A microfluidic cytometer for rapidly sorting FP-expressing mammalian cells based on the selective measurement of photostability, magnitude of dark-state conversion, or the combined effects of both.
Microfluidic design for measuring and sorting on photobleaching of fluorescent cells in flow.
Although they have become important tools in biological microscopy, fluorescent proteins (FPs) are dimmer and less photostable than small-molecule fluorophores. These limitations thus limit the signal output needed for next-generation single molecule measurements. The goal of this project is to generate new red fluorescent proteins (RFPs) with higher photostability and a reduced tendency to convert to transient dark states. Our approach to developing new RFPs involves constructing targeted genetic libraries based on existing RFPs, expressing these libraries in mammalian cells and screening the photophysical properties of each cell at high rates in a microfluidic flow cytometer.

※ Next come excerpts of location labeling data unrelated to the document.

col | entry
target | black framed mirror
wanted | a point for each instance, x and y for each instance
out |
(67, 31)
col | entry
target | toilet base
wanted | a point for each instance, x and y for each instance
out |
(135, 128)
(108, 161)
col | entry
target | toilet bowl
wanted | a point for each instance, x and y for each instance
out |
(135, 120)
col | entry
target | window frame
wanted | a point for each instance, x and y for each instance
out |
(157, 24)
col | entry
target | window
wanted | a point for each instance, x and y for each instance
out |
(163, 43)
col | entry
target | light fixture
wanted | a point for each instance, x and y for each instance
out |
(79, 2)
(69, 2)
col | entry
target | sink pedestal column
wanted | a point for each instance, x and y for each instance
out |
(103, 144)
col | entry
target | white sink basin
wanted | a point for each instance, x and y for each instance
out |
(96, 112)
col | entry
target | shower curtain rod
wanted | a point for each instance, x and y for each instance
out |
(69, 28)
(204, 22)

To this end, we have developed an innovative microfluidic cytometer for rapidly sorting FP-expressing mammalian cells based on the selective measurement of photostability, magnitude of dark-state conversion, or the combined effects of both. In the cytometer (shown schematically in the figure), eight elliptically shaped laser beams intersecting a hydrofocused stream in a microfluidic channel interrogate each cell. Subsequently, a piezo-steered infrared trapping beam deflects cells for sorting using optical forces. The multi-beam sequence provides millisecond timescales of excitation and dark intervals to separate the effects of reversible dark-state conversion and irreversible photobleaching. We are also in the process of adding single-cell excited-state lifetime measurements to this instrument, to enable screening and sorting on the basis of multiple parameters, including fluorescence lifetime and photobleaching. This technology is uniquely capable of sorting genetic libraries of cell-based FPs on the basis of their excited-state dynamics. Its ability to investigate the various processes that limit the photon output of FPs position this method as a versatile and powerful new tool for characterizing FP photophysics and engineering new FPs.
This project is a collaboration with Amy Palmer's laboratory, whose group is designing various genetic libraries of RFPs. For example, one set of libraries contains sequence diversity vicinity of the chromophore to alter the steric bulk, hydrogen bonding, and local dielectric properties. These libraries are being investigated to uncover relations between mutations in the chromophore pocket and the propensity for triplet state formation, cis-trans isomerization, and excited state proton transfer, all of which which lead to dark state formation. Other libraries with sequence diversity more distant from the chromophore pocket will also be investigated in an attempt to improve barrel rigidity and reduce permeability to molecular oxygen, which is likely to be important in reducing irreversible photobleaching. In general this work will provide insight into the triad of structure-function-dynamics which control the dynamics of excited electronic states in proteins.